Please see Conditions for a full specification of the conditions syntax.

Merge modes #

The merge mode controls how imported configs are being merged (combined) into the importing config. A different merge mode can be specified for each imported config source.

There are these merge modes:

  • deep_merge_append (default)
  • deep_merge_prepend
  • deep_merge
  • merge

The default merge mode is deep_merge_append.

Deep merge append/prepend #

The merge modes deep_merge_append and deep_merge_prepend recursively merge sections (keys) that hold maps (hashes), and concatenates sequences (arrays) by either appending or prepending to the sequence in the importing config.

- source: one.yml
  mode: deep_merge_append
- source: other.yml
  mode: deep_merge_prepend

Deep merge #

The merge mode deep_merge recursively merges sections (keys) that hold maps (hashes), but overwrites sequences (arrays).

- source: one.yml
  mode: deep_merge # deep merge

This mode first merges your .travis.yml contents into the one.yml file (i.e., items in the .travis.yml file “win”, if the merge mode deep_merge would be used and will overwrite keys on respective levels in one.yml).


  - source: one.yml
  mode: deep_merge # deep merge
  - source: two.yml
  mode: deep_merge # deep merge

This mode first merges your .travis.yml contents into the one.yml file (overwriting, if required, sections in one.yml with content from .travis.yml). The results are merged into the two.yml file (again, items in the result of the previous merge win over what’s in this one, as the deep_merge mode is specified here).

The reasoning behind this is that in many cases when you import something to your .travis.yml file, you want to be able to overwrite or customize that imported configuration with config in your .travis.yml file.

Merge #

The merge mode merge performs a shallow merge.

This means that root level sections (keys) defined in your .travis.yml will overwrite root level sections (keys) that are also present in the imported file.

- source: one.yml
  mode: merge # shallow merge

Import precedence #

When triggering a build through the Travis API or the web UI, the order of ascending precedence is:

  • Config from the API build request payload, if given
  • Imported configs from the API build request payload, if given, in the order listed (following a depth-first search pattern in case those imported configs import other configs)
  • Config from .travis.yml
  • Imported configs from .travis.yml, in the order listed (following a depth-first search pattern in case those imported configs import other configs).


Can I import a shared build config at a specific job level? #

No. The parsed YAML trees must be merged. Thus, the import keyword is accepted only at the root level. If it suits your scenario, you can specify your job template in, e.g., job.yml and import it into your .travis.yml with the mode: deep_merge, adding in the .travis,yml specifics to be overridden in the imported template.

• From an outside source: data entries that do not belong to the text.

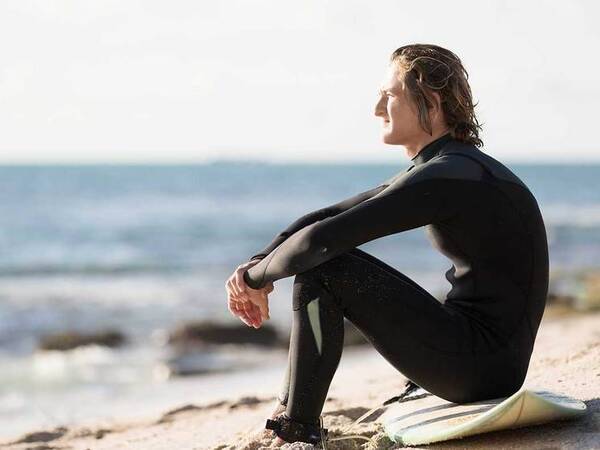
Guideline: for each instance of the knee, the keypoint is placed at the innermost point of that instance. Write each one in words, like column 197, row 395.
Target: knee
column 318, row 282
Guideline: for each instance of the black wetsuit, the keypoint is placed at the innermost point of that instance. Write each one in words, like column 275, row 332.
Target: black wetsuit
column 477, row 343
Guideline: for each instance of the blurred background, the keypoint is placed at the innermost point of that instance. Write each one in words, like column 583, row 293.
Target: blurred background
column 149, row 148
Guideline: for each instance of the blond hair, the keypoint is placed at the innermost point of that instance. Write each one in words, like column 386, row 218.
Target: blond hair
column 427, row 68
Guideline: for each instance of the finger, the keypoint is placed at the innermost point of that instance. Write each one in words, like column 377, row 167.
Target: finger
column 254, row 313
column 232, row 288
column 264, row 307
column 243, row 315
column 237, row 291
column 240, row 282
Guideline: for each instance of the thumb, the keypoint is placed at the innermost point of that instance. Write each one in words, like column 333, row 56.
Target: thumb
column 264, row 308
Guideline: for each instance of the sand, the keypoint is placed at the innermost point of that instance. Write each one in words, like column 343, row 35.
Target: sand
column 566, row 360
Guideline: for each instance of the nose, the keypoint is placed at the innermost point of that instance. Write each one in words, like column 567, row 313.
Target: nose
column 380, row 110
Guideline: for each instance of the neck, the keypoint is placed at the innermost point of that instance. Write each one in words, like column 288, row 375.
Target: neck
column 415, row 147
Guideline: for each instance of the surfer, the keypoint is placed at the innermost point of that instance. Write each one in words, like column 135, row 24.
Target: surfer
column 474, row 345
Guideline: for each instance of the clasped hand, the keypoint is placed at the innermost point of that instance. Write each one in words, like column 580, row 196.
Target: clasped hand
column 250, row 305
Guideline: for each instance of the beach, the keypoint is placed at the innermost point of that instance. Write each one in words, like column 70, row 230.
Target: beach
column 566, row 359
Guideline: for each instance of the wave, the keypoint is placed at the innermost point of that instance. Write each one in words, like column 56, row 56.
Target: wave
column 91, row 269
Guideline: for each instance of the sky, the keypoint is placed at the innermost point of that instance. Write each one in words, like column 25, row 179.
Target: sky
column 132, row 81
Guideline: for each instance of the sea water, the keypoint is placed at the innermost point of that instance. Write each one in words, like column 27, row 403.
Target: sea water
column 142, row 249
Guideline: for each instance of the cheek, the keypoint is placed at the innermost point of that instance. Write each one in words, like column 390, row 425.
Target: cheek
column 402, row 114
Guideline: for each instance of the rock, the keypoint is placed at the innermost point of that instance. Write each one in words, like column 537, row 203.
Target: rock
column 71, row 339
column 206, row 332
column 588, row 292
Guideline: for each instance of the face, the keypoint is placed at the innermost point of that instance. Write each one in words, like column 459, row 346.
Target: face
column 399, row 114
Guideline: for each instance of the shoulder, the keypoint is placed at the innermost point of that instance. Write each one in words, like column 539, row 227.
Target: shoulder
column 443, row 167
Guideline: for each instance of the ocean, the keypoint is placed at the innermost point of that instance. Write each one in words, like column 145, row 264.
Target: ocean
column 143, row 249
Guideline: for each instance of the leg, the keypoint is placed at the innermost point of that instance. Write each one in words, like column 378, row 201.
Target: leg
column 426, row 341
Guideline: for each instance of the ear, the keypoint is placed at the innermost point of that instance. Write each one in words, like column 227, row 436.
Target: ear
column 436, row 101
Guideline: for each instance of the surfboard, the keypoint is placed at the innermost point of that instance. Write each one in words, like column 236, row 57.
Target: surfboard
column 432, row 419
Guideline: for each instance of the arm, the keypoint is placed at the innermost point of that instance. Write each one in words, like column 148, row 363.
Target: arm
column 320, row 214
column 402, row 206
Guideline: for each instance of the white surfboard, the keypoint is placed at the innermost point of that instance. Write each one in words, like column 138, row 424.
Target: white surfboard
column 432, row 419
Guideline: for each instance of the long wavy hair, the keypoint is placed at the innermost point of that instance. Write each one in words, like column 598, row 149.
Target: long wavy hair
column 428, row 68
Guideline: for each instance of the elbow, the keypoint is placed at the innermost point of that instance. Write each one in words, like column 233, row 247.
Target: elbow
column 313, row 249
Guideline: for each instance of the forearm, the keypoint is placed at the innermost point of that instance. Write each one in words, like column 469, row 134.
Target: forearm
column 316, row 216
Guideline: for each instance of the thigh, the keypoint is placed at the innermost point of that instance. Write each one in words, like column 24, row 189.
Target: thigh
column 427, row 342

Is it possible to create and use anchors via the shared configs mechanism? #

Unfortunately, it’s not supported. As much as we encourage using YAML as a build configuration language, anchors and aliases, referring to these anchors must be defined and used within a single .yml file and will be expanded before any import action (merging parse trees) occurs. For the same reason, attempts to assign an anchor within .travis.yml to an imported key will not work — both .travis.yml and imported.yml must be parsed before the merge action can occur.